Hoa Lo Prison, widely known as Hanoi Hilton,” was originally established by the French colonial government in 1896 for the purpose of detaining political prisoners. Only the southernmost corner has been preserved as a museum. It documents the conditions of men and women inmates during French rule and later when used for American prisoners-of-war.

After lunch at the Wild Lotus restaurant, we toured the ancient area of Hanoi on a cyclo tour. Individual guests sit in front of a bicycle driver. The city’s elegant, tree-lined boulevards and weathered colonial buildings contrasted with the bustle of bikes, motorbikes, and cars all vying for road space. It was interesting to see street vendors selling off the back of a bicycle. Throughout our visit we saw many flower vendors. People regularly buy fresh flowers. On our return to the hotel we traveled along a highway with four miles of murals. We also saw the cities’ oldest bridge which was designed by Eiffel. During the American war this bridge was regularly repaired immediately after it was bombed.

Phoenix Puppets

Phoenix Puppets

We were gifted with front row seats for the Thang Long Water Puppet Show. This modern variation of an ancient tradition features puppets made out wood and lacquered. A large rod supports the puppet, and the puppeteers, hidden behind a screen, use controls on the rod to bring the puppets to life on the surface of a waist-deep pool of water. A musical ensemble of traditional musical instruments accompanies the performance of fourteen scenes. One of the most memorial sketches was the “Phoenix’s Dance. Two phoenix appear and dance. Soon an egg appears which then hatches a young phoenix. According to tradition, puppetry traces back to when the Red River Delta area of northern Vietnam would flood and the villagers entertained each other with puppets.

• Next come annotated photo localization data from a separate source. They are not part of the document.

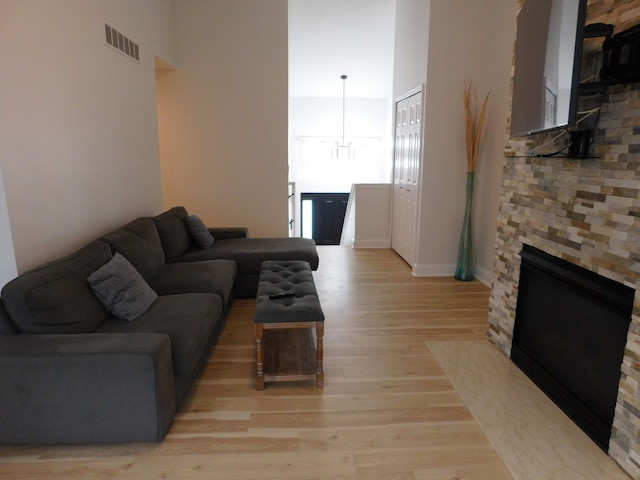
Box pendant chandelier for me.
[333,74,353,159]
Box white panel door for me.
[391,90,421,265]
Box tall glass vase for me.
[455,172,475,281]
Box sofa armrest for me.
[0,332,176,444]
[208,227,249,239]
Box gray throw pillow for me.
[87,252,157,321]
[185,215,215,249]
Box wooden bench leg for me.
[316,321,324,388]
[255,323,264,391]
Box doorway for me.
[301,192,349,245]
[288,1,396,240]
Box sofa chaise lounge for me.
[0,206,318,444]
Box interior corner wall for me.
[442,0,517,285]
[157,0,289,237]
[0,0,175,274]
[393,0,516,282]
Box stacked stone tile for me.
[488,0,640,477]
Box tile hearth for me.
[429,340,630,480]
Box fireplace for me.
[512,245,635,451]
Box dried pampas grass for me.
[463,79,490,173]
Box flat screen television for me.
[510,0,587,137]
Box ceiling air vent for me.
[105,24,139,62]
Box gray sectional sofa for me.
[0,206,318,444]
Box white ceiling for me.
[288,0,396,98]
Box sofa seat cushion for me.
[99,217,165,281]
[1,241,112,334]
[152,206,192,262]
[176,238,320,274]
[147,260,237,307]
[96,293,222,378]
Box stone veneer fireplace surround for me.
[487,0,640,478]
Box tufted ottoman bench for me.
[254,260,324,390]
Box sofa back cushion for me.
[1,241,112,334]
[0,301,19,334]
[99,217,165,280]
[152,206,193,262]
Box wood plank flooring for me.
[0,246,512,480]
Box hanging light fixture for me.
[333,74,354,159]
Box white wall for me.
[289,97,392,188]
[393,0,516,283]
[471,2,518,283]
[0,0,515,282]
[290,98,390,140]
[0,0,175,274]
[393,0,430,100]
[352,184,392,248]
[157,0,289,237]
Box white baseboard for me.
[473,265,494,287]
[353,239,391,249]
[412,263,455,277]
[411,262,494,287]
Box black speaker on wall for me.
[601,25,640,85]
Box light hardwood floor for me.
[0,246,513,479]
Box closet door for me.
[391,89,422,266]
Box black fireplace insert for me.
[512,245,634,451]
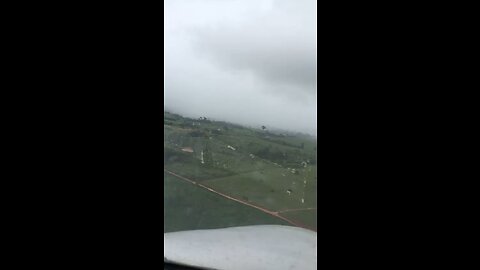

Our day ended with dinner at the Forest Restaurant. The building that houses the restaurant is designed to give the feel of a traditional mountain home. It is decorated with Hmong artwork. During dinner we were entertained with traditional folk music from a band in traditional costume. Two performances were especially memorable. In one the artist uses a one-string bamboo instrument that he made himself to compose interesting a high pitched sound. The other interesting instrument was a bamboo pole with one string and a mouthpiece. Without using the mouthpiece, little sound was possible. With the mouthpiece the performer produced very interesting sounds. What a great time in Hanoi!